Tuesday, August 05, 2014

Gone with the wind

Article publicat a DiariMés avui, 5 d'agost, 2014. I sota la traducció a l'anglés.






































English translation:

Gone with the wind

"The revolution devours its own children”. The sentence was attributed to Maximillien Robespierre, as he was way to the guillotine to be beheaded in 1794. However, the phrase is attributed in origin to the Girondist Pierre Victurnien Vergniaud. Among other reasons because Robespierre had tremendous jaw injury and could not speak.

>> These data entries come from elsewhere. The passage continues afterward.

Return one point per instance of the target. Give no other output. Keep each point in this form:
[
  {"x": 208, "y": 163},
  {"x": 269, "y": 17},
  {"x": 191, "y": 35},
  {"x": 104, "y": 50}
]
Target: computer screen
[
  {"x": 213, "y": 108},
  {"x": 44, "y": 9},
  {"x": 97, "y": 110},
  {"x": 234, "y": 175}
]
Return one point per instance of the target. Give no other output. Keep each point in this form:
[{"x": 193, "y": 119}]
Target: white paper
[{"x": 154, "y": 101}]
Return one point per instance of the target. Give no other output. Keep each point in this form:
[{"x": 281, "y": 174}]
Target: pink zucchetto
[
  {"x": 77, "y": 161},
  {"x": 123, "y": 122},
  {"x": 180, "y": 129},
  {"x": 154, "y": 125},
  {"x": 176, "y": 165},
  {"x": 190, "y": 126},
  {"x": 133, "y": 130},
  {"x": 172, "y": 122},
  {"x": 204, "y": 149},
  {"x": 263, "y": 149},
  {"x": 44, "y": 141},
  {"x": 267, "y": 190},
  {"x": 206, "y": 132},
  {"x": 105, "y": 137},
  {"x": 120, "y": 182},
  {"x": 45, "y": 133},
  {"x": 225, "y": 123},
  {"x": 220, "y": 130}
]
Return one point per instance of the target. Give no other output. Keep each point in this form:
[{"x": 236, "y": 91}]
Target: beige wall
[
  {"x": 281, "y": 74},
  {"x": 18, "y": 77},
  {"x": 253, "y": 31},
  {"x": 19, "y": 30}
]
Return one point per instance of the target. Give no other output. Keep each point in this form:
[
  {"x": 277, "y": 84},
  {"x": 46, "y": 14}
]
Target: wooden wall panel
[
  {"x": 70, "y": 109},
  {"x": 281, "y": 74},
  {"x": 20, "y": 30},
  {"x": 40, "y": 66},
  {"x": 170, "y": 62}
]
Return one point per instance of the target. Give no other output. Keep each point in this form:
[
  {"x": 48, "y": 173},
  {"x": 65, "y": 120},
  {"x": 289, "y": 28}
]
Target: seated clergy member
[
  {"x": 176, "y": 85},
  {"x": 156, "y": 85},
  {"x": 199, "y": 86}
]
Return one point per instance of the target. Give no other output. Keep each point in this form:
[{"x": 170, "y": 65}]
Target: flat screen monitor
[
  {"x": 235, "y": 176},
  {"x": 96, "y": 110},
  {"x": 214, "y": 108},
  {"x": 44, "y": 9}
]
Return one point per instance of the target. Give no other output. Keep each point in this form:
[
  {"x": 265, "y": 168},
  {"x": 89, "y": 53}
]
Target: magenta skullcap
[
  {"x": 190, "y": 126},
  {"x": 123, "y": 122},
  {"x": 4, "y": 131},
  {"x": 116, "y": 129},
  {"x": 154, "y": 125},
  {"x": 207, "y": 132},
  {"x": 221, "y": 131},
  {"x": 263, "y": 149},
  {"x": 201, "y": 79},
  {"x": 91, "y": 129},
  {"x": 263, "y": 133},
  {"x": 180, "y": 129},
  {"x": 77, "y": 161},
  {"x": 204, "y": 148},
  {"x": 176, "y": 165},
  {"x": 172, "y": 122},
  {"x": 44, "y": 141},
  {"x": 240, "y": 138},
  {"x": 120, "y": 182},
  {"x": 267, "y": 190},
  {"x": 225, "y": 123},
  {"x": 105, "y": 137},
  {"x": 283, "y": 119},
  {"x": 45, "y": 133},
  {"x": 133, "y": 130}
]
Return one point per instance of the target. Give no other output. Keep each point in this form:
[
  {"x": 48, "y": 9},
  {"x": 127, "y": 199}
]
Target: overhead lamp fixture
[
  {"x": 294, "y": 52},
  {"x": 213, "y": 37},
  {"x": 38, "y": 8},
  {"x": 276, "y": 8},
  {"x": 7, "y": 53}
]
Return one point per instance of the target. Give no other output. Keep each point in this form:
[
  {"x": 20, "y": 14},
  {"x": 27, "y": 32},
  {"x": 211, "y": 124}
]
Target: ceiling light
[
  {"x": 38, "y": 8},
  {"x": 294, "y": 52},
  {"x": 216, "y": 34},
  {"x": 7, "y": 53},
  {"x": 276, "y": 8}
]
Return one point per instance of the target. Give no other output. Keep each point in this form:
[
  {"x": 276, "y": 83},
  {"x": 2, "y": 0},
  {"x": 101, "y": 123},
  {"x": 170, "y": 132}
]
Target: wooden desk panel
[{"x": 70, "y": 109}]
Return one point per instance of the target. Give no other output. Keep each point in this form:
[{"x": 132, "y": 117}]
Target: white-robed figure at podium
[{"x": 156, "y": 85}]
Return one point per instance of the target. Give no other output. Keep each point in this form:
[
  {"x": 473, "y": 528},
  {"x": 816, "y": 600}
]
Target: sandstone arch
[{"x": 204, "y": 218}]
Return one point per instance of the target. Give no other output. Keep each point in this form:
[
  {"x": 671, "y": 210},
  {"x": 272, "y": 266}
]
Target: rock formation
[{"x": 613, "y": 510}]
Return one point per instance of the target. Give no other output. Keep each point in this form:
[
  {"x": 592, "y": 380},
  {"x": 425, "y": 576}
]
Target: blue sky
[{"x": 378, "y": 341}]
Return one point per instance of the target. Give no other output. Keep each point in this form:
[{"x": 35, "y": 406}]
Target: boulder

What is currently happening in Catalonia is not (yet), by any stretch of the imagination, a real revolution. Indeed, however, it is a period of great change. And the changes are also of some protagonists of the political scene. Within weeks we have seen disappear from the stage of politics in this corner of Europe, through the side door of the scenario, the head of the state, the opposition leader in the state and also his counterpart and party colleague in Catalonia, and the man who has been president of the Generalitat for nearly a quarter century. A superficial analysis can attempt to determine that each case is different, and possibly individually the result of various circumstances, distant or out of its time.
The head of state, King of Spain, abdicated. This may seem an initiative, shall we say, "sovereign". By his own regal will. But forced by situations and circumstances that include a personal history hardly justifiable, when it became evident his adventures elephant hunter in the company of a woman who was not his. His ageing and health problems, though evident, have been denied by the crown. The precipitation that has surrounded the abdication, with a special law passed in haste, followed by protection of impunity also validated in a hurry, points clearly to a political decision and, surely, imposed.
The leaders of the thus far majority opposition party, the PSOE and its version the Socialist Party of Catalonia, had quit in quick succession because the lack of support among their own followers. The landmark may well have been the results of the disastrous European elections.
Jordi Pujol, the great leader, now retired, of the conservative coalition that has governed Catalonia over 23 years, immolated himself revealing fiscal irregularities involving his family, but in magnitudes yet to clarify that question seriously his personal and political integrity.
But, from my personal point of view, these events all recognize the coincidence in time with the progress of the process for the independence in Catalonia. The abdication of the king could have prepared better, more quietly and with a sound legal support. It was the prospect of a period of uncertainty next autumn, which has put fear that simply could not be carried out, lacking the parliamentary majority necessary to pull it out.
The Alfredo Perez Rubalcaba political life could be well finished after the electoral defeat in May 25th. He lingered on but only to support the hasty decisions of "the state", which may not be supported by his successor. Pere Navarro was blown in the wind by the separatist faction of his own party, split in half, or perhaps more than half.
If were it not by extraordinary pressure of the independence movement, is more than possible that Jordi Pujol had continued concealed by their coreligionists and not really pursued by the central government tax people.
Those who insist that Catalonia's independence is impossible, certainly around last Christmas also would considered impossible for the Bourbon king, Jordi Pujol, Rubalcaba and Pere Navarro would not be around by the end of the first half of the year. Not that they were impediments to the process, alas! there are others, but the dynamics of the events directly caused by the independence movement, have blown them aside. And we will see many others before the end of the year.